A “máxima exigência desportiva”, como lhe chama Ona Carbonell, é uma característica da espanhola que pode ser aplicada a todos os planos da vida. “É muito ambiciosa, se mete uma coisa na cabeça vai procurar todos os meios para o conseguir e sabe como fazê-lo”, explica a amiga Gemma Mengual, que descreve um traço de personalidade da nadadora que ficou visível no sítio mais improvável de todos: um reality show. Carbonell foi convidada para participar na edição Celebridades da versão espanhola do programa MasterChef, não sabia cozinhar um único prato e acabou por ganhar. “Eu era patética. Quando começou nem sequer sabia estrelar um ovo. Mas quando aceito um desafio, seja o que for, levo-o tão a sério que fico louca. Não parei de cozinhar dia e noite, estudava como se estivesse na universidade, e com a natação sincronizada também é assim. Não é uma questão de me subvalorizar, só sei ver quando não faço bem as coisas”, revelou na entrevista ao El País.

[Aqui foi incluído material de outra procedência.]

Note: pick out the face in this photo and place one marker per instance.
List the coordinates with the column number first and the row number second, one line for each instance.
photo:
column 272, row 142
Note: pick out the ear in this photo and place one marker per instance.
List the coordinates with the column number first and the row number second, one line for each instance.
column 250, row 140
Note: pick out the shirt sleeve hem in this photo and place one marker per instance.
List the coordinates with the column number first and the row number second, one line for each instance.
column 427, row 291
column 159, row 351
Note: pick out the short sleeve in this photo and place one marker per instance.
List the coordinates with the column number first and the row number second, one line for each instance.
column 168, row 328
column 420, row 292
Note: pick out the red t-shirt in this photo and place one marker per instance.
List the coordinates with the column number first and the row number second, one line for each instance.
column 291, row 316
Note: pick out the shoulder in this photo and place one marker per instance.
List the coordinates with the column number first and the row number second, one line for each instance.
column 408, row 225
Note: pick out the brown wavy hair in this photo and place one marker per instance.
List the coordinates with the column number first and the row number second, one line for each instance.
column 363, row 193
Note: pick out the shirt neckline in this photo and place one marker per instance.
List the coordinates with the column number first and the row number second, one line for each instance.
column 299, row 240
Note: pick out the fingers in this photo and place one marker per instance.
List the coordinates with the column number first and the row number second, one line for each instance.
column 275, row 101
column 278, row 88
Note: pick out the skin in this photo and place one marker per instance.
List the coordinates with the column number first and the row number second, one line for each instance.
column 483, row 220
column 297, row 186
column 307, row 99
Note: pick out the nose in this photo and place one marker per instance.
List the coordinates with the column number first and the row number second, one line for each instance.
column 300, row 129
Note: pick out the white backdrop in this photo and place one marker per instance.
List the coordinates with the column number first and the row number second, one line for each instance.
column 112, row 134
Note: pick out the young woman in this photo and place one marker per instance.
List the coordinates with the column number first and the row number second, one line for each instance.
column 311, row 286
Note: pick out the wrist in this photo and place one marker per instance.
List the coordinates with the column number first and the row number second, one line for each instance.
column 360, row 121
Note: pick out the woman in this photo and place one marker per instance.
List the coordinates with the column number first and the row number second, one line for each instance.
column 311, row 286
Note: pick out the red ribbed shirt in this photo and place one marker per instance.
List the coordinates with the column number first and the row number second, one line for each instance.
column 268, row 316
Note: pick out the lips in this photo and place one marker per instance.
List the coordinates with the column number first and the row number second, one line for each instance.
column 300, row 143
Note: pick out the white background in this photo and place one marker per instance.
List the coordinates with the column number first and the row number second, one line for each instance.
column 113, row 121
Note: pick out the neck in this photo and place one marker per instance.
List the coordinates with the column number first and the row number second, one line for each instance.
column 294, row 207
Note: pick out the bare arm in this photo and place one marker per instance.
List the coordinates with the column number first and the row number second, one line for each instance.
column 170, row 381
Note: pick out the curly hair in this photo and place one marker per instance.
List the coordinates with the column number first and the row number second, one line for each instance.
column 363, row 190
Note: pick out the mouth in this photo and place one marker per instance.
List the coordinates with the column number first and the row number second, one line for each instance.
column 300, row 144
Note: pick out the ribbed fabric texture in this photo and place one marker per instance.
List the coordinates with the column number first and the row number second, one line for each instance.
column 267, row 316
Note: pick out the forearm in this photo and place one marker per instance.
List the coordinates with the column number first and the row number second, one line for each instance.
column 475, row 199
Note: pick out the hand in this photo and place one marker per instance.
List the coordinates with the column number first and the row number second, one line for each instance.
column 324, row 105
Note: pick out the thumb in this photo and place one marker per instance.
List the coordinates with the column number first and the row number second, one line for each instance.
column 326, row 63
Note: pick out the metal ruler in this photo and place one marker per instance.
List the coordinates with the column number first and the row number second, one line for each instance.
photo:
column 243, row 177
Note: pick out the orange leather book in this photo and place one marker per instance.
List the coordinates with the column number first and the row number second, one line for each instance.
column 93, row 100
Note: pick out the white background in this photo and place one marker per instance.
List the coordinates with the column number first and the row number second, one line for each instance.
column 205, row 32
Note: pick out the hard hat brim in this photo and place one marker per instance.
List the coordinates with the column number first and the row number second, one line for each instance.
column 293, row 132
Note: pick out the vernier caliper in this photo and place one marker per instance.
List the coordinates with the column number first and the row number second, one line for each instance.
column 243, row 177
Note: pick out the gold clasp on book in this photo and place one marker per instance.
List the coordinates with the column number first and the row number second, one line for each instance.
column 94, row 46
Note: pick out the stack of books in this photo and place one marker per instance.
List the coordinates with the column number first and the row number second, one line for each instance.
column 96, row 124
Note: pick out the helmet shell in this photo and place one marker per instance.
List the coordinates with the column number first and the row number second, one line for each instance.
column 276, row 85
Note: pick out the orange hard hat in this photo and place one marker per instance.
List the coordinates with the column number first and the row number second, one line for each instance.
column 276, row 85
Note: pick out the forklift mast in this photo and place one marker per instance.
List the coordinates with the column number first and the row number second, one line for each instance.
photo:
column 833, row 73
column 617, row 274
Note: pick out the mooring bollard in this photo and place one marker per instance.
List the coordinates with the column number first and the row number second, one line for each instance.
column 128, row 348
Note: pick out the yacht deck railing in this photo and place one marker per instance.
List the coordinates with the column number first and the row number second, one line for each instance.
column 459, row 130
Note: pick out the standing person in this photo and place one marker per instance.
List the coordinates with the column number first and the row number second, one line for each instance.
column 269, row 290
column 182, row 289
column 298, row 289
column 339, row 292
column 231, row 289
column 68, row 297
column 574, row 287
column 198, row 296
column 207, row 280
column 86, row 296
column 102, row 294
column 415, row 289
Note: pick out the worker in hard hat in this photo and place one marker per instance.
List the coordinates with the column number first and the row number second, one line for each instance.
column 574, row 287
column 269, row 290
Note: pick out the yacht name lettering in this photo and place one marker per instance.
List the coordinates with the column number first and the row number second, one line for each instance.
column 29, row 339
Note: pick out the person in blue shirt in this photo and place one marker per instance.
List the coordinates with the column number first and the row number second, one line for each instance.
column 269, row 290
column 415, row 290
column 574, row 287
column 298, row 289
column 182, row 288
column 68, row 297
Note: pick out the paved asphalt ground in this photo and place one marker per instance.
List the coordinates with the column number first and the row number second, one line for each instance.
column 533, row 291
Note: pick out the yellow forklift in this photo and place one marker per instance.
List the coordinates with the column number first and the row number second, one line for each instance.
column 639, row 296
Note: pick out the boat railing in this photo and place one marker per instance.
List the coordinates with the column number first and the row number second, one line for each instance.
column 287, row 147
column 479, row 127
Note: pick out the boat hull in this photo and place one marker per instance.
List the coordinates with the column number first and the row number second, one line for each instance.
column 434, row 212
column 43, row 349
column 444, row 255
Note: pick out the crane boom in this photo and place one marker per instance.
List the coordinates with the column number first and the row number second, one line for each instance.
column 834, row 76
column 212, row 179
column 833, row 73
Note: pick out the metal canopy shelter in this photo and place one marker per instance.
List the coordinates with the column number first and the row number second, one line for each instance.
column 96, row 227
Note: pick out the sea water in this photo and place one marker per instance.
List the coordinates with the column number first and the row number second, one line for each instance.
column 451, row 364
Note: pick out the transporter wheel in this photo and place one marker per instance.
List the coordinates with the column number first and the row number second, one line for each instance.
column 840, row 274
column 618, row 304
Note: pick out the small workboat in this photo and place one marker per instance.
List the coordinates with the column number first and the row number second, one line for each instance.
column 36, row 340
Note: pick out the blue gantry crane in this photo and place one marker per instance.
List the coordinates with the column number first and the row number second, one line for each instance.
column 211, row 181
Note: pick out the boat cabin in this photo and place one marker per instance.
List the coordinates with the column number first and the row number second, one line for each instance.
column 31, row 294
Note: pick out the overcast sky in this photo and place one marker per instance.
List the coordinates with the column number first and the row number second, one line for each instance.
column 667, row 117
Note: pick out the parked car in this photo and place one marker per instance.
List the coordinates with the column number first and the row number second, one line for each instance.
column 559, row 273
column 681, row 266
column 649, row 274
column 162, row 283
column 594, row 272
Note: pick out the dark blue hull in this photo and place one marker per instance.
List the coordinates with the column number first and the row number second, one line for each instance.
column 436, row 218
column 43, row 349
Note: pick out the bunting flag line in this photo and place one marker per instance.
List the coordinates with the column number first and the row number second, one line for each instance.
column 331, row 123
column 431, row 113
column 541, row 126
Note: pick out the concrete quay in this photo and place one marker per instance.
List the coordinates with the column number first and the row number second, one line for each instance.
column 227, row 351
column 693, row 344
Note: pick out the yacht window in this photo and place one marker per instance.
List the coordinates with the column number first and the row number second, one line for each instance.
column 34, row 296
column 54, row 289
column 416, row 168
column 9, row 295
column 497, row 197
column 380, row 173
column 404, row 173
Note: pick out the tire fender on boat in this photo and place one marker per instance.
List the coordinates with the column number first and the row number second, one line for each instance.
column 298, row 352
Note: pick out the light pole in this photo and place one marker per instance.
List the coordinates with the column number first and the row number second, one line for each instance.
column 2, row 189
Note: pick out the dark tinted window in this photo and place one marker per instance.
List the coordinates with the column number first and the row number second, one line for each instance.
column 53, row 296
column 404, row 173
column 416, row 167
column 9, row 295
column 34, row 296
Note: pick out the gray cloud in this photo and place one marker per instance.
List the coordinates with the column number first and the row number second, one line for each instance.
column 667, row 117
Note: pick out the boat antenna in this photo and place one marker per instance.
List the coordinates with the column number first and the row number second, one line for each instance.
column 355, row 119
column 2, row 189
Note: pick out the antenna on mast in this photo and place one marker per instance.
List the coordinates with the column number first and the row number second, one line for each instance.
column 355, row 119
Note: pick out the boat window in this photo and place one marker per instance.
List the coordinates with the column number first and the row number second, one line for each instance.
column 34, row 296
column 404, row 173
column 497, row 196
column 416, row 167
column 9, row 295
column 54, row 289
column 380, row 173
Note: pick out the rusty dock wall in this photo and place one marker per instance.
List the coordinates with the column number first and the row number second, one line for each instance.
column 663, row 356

Ainda assim, a catalã de 29 anos arranja tempo para ser ativista em relação à causa LGBT e às alterações climáticas, já escreveu três livros e realiza de forma frequente sessões de terapia em família. A forma descomplicada e descontraída como se apresenta perante os outros origina, contudo, alguns problemas de protocolo, como aconteceu esta semana. Ao ser recebida pelos reis de Espanha no Palácio da Zarzuela, depois de se ter tornado então a mulher mais medalhada da história dos Mundiais de natação, cumprimentou Felipe e Letizia com dois beijinhos e não com uma vénia, como dita o protocolo. “Vim embora super contente, emocionada, que bom, essas coisas. Quando pego no telemóvel e começo a ver tudo o que estava a ser dito…meu Deus!”, disse a nadadora ao Mundo Deportivo, clarificando depois que não lhe foi dada qualquer instrução antes da cerimónia e que cumprimentou os reis como já havia feito noutras ocasiões.